Warum sind nicht alle Geflüchteten gleichermaßen willkommen?

Als im vergangenen August die Taliban die Macht in Afghanistan übernahmen, war die Anteilnahme für Geflüchtete aus Afghanistan groß. Besonders viele Frauen, die berufstätig und gebildet waren hatten und haben Angst vor der erneuten Herrschaft der Islamisten und die Sorge um sie war groß. Groß war dann auch das Unverständnis vieler Menschen, wie unkoordiniert und ineffektiv die Evakuierungen abliefen. Zahllose Menschen wurden zurückgelassen, weil sie nicht die nötigen Papiere oder Kontakte hatten. Und auch solche, die Zusagen und Kontakte hatten, aber aus dem einen oder anderen Grund nicht an den Flughafen kommen konnten oder nicht rein gelassen wurden. Chaotik internationaler Zusammenarbeit und Versagen auch deutscher Behörden wurden sichtbar.

Gut ein halbes Jahr später folgte der Angriffskrieg Russlands auf die Ukraine.
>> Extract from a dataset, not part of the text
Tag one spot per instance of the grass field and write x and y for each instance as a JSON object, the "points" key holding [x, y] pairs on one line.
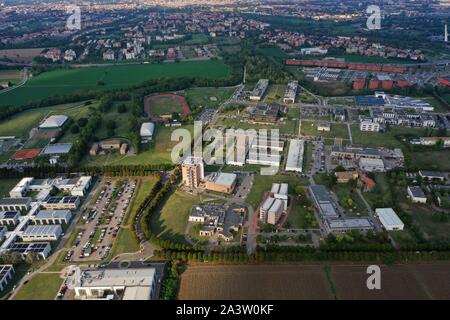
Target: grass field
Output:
{"points": [[67, 81], [170, 222], [263, 184], [6, 185], [43, 286], [156, 152]]}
Spätestens jetzt wurden Afghanistan und andere Krisenregionen der Welt fast gänzlich aus der öffentlichen Aufmerksamkeit verdrängt. Es gab nur noch ein Thema. Millionen Menschen waren plötzlich innerhalb Europas auf der Flucht. Und Polen, das noch Wochen zuvor Geflüchtete aus dem Nahe Osten im Grenzgebiet zu Belarus zurückgedrängt hatte, nahm nun mehr Menschen aus dem Nachbarland auf als irgendein anderes EU-Land.
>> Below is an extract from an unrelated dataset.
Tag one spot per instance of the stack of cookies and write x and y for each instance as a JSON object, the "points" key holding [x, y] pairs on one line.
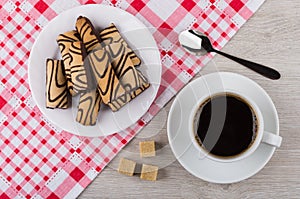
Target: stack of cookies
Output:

Faktisch über Nacht wurden bürokratische Prozesse europaweit erleichtert, Geflüchtete mit ukrainischen Papieren durften kostenlos die Verkehrsmittel benutzen, der Zugang zum Arbeitsmarkt, Schulen und Universitäten und die Anerkennung von Abschlüssen wurden vereinfacht.

Da erwachsene Männer das Land kaum verlassen können, waren und sind die Mehrzahl der Geflüchteten aus der Ukraine Frauen und Kinder. Der großen Unterstützung dieser geflüchteten Frauen stehen zahllose Flüchtlinge aus anderen Kriegsgebieten und Krisenregionen gegenüber. Unzählige afghanische Frauen sind auf der Flucht, weil sie die Repressionen und Rache der Taliban oder auch ihrer Familien fürchten. Und für sie wurde es in den letzten Monaten immer schwerer, überhaupt das Land zu verlassen, da die Bewegungsfreiheit von Frauen täglich stärker eingeschränkt wurde: Ohne männliche Angehörige dürfen sie sich nur noch in einem gewissen Umkreis um ihren Wohnort bewegen und das Land nicht mehr verlassen.

So sehr es den Geflüchteten aus der Ukraine zu gönnen ist, dass in einer furchtbaren Situation bürokratische Hürden abgebaut werden und versucht wird, ihnen ein neues Leben zu erleichtern, so sehr bleibt die bittere Frage: Warum erst jetzt und warum nur für sie?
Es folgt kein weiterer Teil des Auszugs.